Tags
Faith, family, follow your calling, following Christ, God's faithfulness, God's sovereignty, homeschool, motherhood, trusting God
If a man does not keep pace
with his companions,
perhaps it is because he hears
a different drummer.
Let him step to the music he hears,
however measured or far away.
~ Henry David Thoreau
…
Hello there! I should perhaps re-introduce myself. We used to meet more often, but then I went and decided to homeschool my son, and…
…well, I’ve been a bit busier than I’d anticipated. *grin*
When I started off this year, I could literally feel the momentum, an unseen force propelling me toward some soon-to-be-discovered adventure. I had big plans, big dreams, and big ambition. I had filled my plate with a big helping of can’t-say-no and a hefty side dish of overwhelmed.
Over the past six months, God has gently but firmly peeled away the layers of my busyness and distraction — often from my clinched fists — and left me finally standing where He wanted me all along.
Right smack-dab in the center of His will.
No distractions. No excuses. No frantic, overcommitted whirlwinds.
Just me and my God, finally putting first things first.
Was it painful? Oh yes. I’ve had to say no to so many wonderful, worthwhile projects. I’ve had to cancel meet-ups and miss out on amazing opportunities. I’ve had to step back from this online space and reassess what I’m doing and why I’m doing it. And I’ve probably stepped on a few toes in the process by not being able to explain why I was suddenly absent.
But through it all, I’ve been reminded again and again that God’s economy is not like ours. His ways are higher than our ways, and when He asks something of you, it’s for a purpose and with a plan in mind. He wants me to focus on my family more than anything else right now, and I intend to reply with a resounding, “Yes, Sir!”
It doesn’t matter whether it makes sense to anyone else. It doesn’t matter that you’re setting aside good things. It doesn’t matter that you’re swimming against the current and making waves in the process. It only matters that you’re following the Master of the Seas as He charts your unique course through this life.

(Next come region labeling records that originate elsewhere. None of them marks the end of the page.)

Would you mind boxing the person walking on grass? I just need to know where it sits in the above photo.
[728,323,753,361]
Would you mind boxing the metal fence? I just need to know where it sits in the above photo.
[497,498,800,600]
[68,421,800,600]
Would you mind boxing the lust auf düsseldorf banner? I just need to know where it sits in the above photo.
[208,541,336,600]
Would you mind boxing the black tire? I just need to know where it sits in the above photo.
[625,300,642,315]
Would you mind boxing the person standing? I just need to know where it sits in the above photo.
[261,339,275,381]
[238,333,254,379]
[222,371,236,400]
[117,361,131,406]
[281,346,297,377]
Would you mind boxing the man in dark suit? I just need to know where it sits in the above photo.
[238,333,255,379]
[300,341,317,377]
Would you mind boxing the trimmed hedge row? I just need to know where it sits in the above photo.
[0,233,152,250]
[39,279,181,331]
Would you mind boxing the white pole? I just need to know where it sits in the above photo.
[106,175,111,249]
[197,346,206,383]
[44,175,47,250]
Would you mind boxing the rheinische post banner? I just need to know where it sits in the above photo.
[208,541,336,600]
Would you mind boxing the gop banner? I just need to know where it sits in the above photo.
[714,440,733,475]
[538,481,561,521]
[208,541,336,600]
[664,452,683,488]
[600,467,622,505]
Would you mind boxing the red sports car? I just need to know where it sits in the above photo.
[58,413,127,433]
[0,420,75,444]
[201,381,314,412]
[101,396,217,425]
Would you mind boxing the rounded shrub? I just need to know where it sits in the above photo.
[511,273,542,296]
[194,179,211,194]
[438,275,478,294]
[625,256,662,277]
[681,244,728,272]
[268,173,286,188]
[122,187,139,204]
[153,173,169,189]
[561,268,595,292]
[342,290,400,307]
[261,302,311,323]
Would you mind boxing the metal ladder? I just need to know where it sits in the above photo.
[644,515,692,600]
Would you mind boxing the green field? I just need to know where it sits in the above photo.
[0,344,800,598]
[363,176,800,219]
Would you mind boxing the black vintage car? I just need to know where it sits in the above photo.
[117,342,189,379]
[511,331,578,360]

I honestly don’t know exactly how this space will look from here forward. I love meeting with you here and sharing snippets of our hearts and lives. I love connecting with you through blog comments, emails, and social media. I just know, without a doubt, that I can’t let it take over.
So let’s meet up as often as we can, shall we? I might talk about my family more often than I used to, and you’re likely to see the words homeschool, curriculum, read-alouds, and insane more often than normal, but otherwise things are pretty much the same.

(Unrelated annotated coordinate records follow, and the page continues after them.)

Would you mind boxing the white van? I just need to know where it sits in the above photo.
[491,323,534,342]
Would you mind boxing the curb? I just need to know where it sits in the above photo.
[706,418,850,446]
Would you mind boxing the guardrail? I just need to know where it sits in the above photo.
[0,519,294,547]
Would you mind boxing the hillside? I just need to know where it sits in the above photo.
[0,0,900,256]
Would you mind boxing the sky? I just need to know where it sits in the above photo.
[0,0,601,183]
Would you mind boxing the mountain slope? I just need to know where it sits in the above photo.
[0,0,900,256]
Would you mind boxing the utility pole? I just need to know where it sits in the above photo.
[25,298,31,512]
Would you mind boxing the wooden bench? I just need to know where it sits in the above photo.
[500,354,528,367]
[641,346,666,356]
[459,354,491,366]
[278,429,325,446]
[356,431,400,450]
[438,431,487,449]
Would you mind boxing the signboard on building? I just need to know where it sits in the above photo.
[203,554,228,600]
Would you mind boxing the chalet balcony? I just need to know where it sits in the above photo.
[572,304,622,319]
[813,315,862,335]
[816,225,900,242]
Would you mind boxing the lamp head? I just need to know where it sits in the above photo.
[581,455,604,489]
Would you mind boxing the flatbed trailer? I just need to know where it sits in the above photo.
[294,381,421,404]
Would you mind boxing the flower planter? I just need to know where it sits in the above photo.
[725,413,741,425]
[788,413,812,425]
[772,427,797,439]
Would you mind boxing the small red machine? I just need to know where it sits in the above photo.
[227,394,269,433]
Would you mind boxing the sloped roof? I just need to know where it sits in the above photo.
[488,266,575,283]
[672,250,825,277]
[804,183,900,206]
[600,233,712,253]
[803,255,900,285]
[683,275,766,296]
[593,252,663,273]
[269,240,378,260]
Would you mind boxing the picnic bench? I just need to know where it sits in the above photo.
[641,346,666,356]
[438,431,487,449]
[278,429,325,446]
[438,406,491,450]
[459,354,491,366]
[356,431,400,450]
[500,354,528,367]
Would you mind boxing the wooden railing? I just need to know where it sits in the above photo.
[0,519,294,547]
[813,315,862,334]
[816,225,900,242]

Thank you for your friendship, kindness, sweet emails and texts, and most of all, grace. I love y’all!
So, enough about me. How have YOU been, my friends? I can’t wait to catch up with you.
…

I love you Jana! God is continuing to use you in great big ways, and I couldn’t be prouder of you for following His leading to follow the path that He has for you in this season of life. Keep up the good work, and I always love catching up when we can.
“It doesn’t matter whether it makes sense to anyone else. It doesn’t matter that you’re setting aside good things. It doesn’t matter that you’re swimming against the current and making waves in the process. It only matters that you’re following the Master of the Seas as He charts your unique course through this life.”
Love that! I was praying for you this morning, that you would find great contentment in this season of new things. I miss you, friend, but I know you are right where you need to be.
You will never regret your decision to homeschool!! We love it in my family. May God bless your efforts!
You will never regret one day you spend educating your son. I believe that we were always supposed to do this (see Deut. 11:19) and I really wish I had home educated all my children, not just the last three. If you hit a wall, go to the park/zoo/museum. You will always be better off for obeying the Lord of the Universe! Blessings!
Was just thinking about you and wanted to say so. Sounds like the drumbeat you are listening to is the heartbeat of Abba drawing you closer in to Him. Love that you’re making the main thing the main thing.
I’m glad we can meet up even if it’s infrequent. You’re doing the right thing in obedience an everything else will work itself out. I homeschool as well and I can’t even imagine blogging that first year. And even now it sometimes just can’t be done. This is not meant to be condescending in any way, but I am so proud of you and your heart. You’re a good mama and you don’t have to doubt the choices He calls you to. Cheering you on from the sidelines!
I get this…so very much. and I love you and your heart, Jana. If it isn’t proof enough with how late this comment is, I completely underestimated how much time homeschooling would take this first year, but I wouldn’t trade it for ANYTHING! (still I’m certain I’m learning more along the way than my boy!) : )
Let’s see…you asked how I’ve been.
I’ve been right under His wing. God’s been stripping me bare lately. realizing I don’t need more, but less. and I’m not really talking stuff as much as I am clutter in my heart. trying hard not to keep trying to look ahead but focus on what He has for me this day. right in front of me…
I’ll be here when you drop by. and we will find a way to catch up with each other!
{{HUGS}}
Nikki
This really speaks to my heart, Jana. Quiets me right down in the midst of my busy, busy, busy. Thank you for your pressing in to this new way & your sharing this. So much grace to you, friend.